Hidefumi Sawai, Alex Waibel, Patrick Haffner,
Masanori Miyatake and Kiyohiro Shikano
Parallelism, Hierarchy, Scaling
in Time-Delay Neural Networks
for Spotting Phonemes and CV-Syllables
Abstract:Syllable or phoneme spotting, if reliably achieved, provides a good solution to the spoken word
and/or continuous speech recognition problem. We previously showed that the Time-Delay Neural
Network (TDNN) provided excellent recognition performance for all phonemic subcategories
(nasals, fricatives, vowels, etc.). To extend this encouraging performance of TDNNs to all
phoneme recognition and word/continuous speech recognition, we show several techniques:
Firstly, we show that it is indeed possible to scale up the TDNN to a large phonemic TDNN aimed
at discriminating all phonemes without loss of recognition performance and without excessive
training tokens.

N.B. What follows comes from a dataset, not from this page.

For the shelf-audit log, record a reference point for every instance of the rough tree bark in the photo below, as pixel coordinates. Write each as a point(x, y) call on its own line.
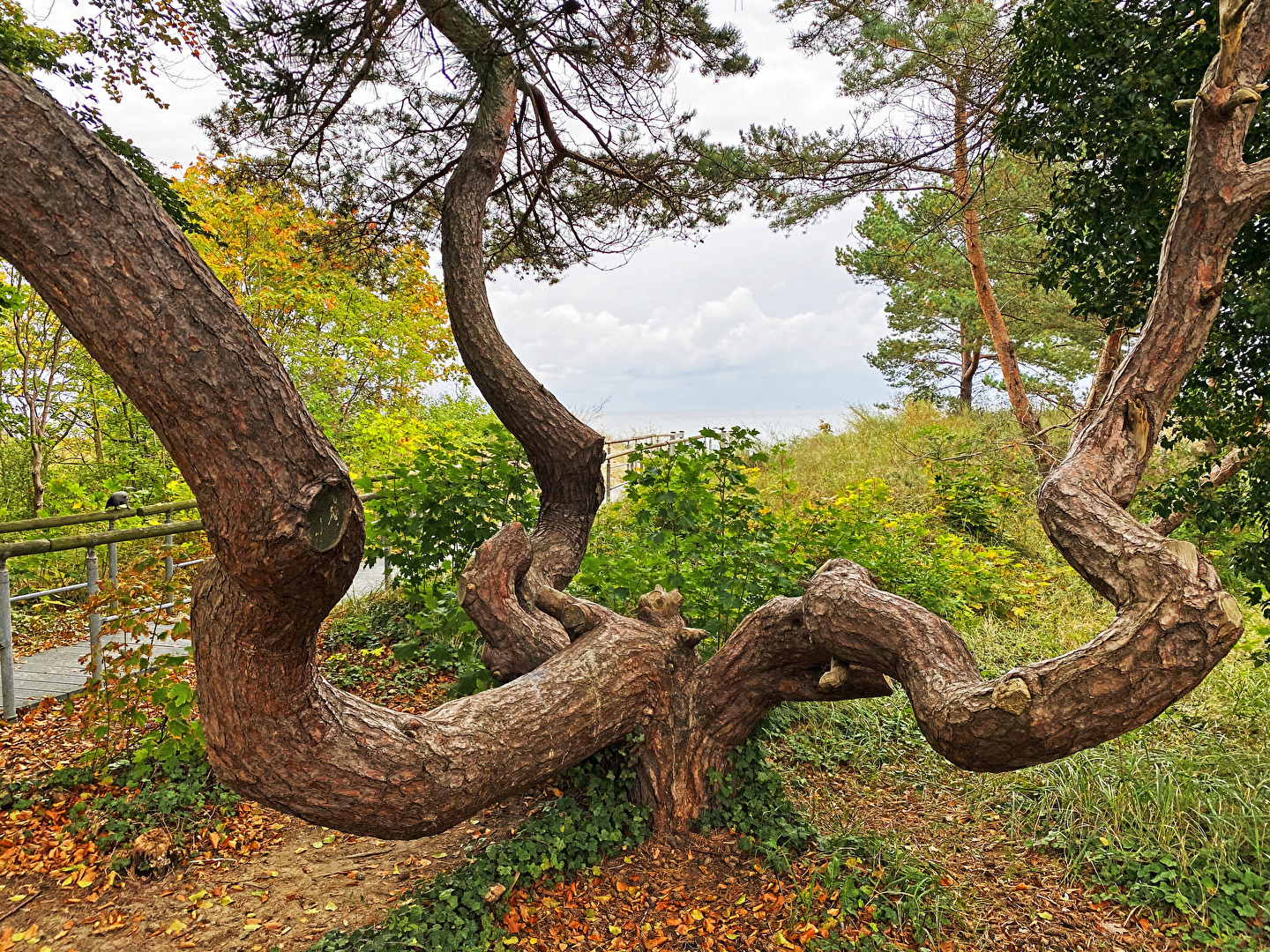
point(288, 531)
point(1002, 343)
point(565, 453)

Secondly, we propose fast back-propagation learning methods which make it
possible to train a large phonemic TDNN within 1.5 hours. Finally, we show several methods for
spotting Japanese CV syllables/phonemes in input speech based on TDNNs: we constructed a
TDNN which can discriminate a single CV syllable or phoneme. Syllable and phoneme spotting
experiments show excellent results, including syllable and phoneme spotting rates of better than
96.7% and 92% correct, respectively. These spotting techniques are proved to be a good step
toward continuous speech recognition.